DSS 11.0 Release notes¶
Migration notes¶
Migration paths to DSS 11.0¶
From DSS 10.0: Automatic migration is supported, with the restrictions and warnings described in Limitations and warnings
From DSS 9.0: Automatic migration is supported. In addition to the restrictions and warnings described in Limitations and warnings, you need to pay attention to the restrictions and warnings applying to your previous versions. See 9.0 -> 10.0
From DSS 8.0: Automatic migration is supported. In addition to the restrictions and warnings described in Limitations and warnings, you need to pay attention to the restrictions and warnings applying to your previous versions. See 8.0 -> 9.0, 9.0 -> 10.0
From DSS 7.0: Automatic migration is supported. In addition to the restrictions and warnings described in Limitations and warnings, you need to pay attention to the restrictions and warnings applying to your previous versions. See 7.0 -> 8.0, 8.0 -> 9.0, 9.0 -> 10.0
From DSS 6.0: Automatic migration is supported. In addition to the restrictions and warnings described in Limitations and warnings, you need to pay attention to the restrictions and warnings applying to your previous versions. See 6.0 -> 7.0, 7.0 -> 8.0, 8.0 -> 9.0, 9.0 -> 10.0
From DSS 5.1: Automatic migration is supported. In addition to the restrictions and warnings described in Limitations and warnings, you need to pay attention to the restrictions and warnings applying to your previous versions. See 5.1 -> 6.0, 6.0 -> 7.0, 7.0 -> 8.0, 8.0 -> 9.0, 9.0 -> 10.0
From DSS 5.0: Automatic migration is supported. In addition to the restrictions and warnings described in Limitations and warnings, you need to pay attention to the restrictions and warnings applying to your previous versions. See 5.0 -> 5.1, 5.1 -> 6.0, 6.0 -> 7.0, 7.0 -> 8.0, 8.0 -> 9.0, 9.0 -> 10.0
From DSS 4.3: Automatic migration is supported. In addition to the restrictions and warnings described in Limitations and warnings, you need to pay attention to the restrictions and warnings applying to your previous versions. See 4.3 -> 5.0, 5.0 -> 5.1, 5.1 -> 6.0, 6.0 -> 7.0, 7.0 -> 8.0, 8.0 -> 9.0, 9.0 -> 10.0
From DSS 4.2: Automatic migration is supported. In addition to the restrictions and warnings described in Limitations and warnings, you need to pay attention to the restrictions and warnings applying to your previous versions. See 4.2 -> 4.3, 4.3 -> 5.0, 5.0 -> 5.1, 5.1 -> 6.0, 6.0 -> 7.0, 7.0 -> 8.0, 8.0 -> 9.0, 9.0 -> 10.0
From DSS 4.1: Automatic migration is supported. In addition to the restrictions and warnings described in Limitations and warnings, you need to pay attention to the restrictions and warnings applying to your previous versions. See 4.1 -> 4.2, 4.2 -> 4.3, 4.3 -> 5.0, 5.0 -> 5.1, 5.1 -> 6.0, 6.0 -> 7.0, 7.0 -> 8.0, 8.0 -> 9.0, 9.0 -> 10.0
From DSS 4.0: Automatic migration is supported.
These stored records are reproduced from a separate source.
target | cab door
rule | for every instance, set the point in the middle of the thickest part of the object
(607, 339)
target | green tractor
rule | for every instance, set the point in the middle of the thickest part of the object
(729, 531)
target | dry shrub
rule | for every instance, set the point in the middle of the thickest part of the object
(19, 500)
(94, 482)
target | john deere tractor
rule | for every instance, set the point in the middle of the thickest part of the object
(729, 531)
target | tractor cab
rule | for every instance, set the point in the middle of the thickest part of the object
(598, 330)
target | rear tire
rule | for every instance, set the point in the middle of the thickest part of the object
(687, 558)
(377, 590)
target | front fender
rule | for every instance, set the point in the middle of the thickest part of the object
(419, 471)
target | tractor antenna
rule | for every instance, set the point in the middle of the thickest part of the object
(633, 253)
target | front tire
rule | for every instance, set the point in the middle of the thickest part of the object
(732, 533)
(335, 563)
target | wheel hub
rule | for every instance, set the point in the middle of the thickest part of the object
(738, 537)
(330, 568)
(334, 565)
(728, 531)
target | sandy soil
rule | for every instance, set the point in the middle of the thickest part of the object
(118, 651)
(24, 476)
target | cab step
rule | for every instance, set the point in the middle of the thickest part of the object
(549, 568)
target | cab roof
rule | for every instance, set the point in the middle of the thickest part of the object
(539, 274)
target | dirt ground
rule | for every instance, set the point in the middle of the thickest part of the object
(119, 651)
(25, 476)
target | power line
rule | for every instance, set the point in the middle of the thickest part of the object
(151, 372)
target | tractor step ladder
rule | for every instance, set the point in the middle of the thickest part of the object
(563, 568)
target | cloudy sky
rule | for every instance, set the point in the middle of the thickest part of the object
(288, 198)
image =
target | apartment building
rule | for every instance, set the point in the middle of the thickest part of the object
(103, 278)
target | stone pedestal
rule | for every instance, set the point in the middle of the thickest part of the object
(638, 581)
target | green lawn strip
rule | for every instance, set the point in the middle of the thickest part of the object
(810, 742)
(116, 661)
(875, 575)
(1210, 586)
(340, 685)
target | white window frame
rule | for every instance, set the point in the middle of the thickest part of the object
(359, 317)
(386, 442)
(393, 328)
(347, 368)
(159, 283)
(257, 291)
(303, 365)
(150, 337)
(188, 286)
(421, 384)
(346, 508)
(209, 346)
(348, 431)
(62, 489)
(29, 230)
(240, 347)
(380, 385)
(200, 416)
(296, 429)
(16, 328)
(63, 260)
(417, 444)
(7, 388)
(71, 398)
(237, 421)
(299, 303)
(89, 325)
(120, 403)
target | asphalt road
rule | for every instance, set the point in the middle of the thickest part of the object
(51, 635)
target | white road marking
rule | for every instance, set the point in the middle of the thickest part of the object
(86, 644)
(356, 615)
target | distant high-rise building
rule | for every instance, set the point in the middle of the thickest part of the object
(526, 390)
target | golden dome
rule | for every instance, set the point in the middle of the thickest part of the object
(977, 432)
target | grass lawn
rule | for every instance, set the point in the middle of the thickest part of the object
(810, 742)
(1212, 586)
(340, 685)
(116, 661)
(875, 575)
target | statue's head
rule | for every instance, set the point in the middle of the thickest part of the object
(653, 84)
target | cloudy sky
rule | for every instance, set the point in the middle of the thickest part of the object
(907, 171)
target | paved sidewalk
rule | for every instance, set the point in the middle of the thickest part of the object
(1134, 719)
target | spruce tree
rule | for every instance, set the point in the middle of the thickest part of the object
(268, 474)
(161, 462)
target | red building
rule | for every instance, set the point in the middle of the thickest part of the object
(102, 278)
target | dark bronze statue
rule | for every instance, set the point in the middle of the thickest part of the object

In addition to the restrictions and warnings described in Limitations and warnings, you need to pay attention to the restrictions and warnings applying to your previous versions. See 4.0 -> 4.1, 4.1 -> 4.2, 4.2 -> 4.3, 4.3 -> 5.0, 5.0 -> 5.1, 5.1 -> 6.0, 6.0 -> 7.0, 7.0 -> 8.0, 8.0 -> 9.0, 9.0 -> 10.0
Migration from DSS 3.1 and below is not supported. You must first upgrade to 5.0. See DSS 5.0 Release notes
How to upgrade¶
It is strongly recommended that you perform a full backup of your DSS data directory prior to starting the upgrade procedure.
For automatic upgrade information, see Upgrading a DSS instance.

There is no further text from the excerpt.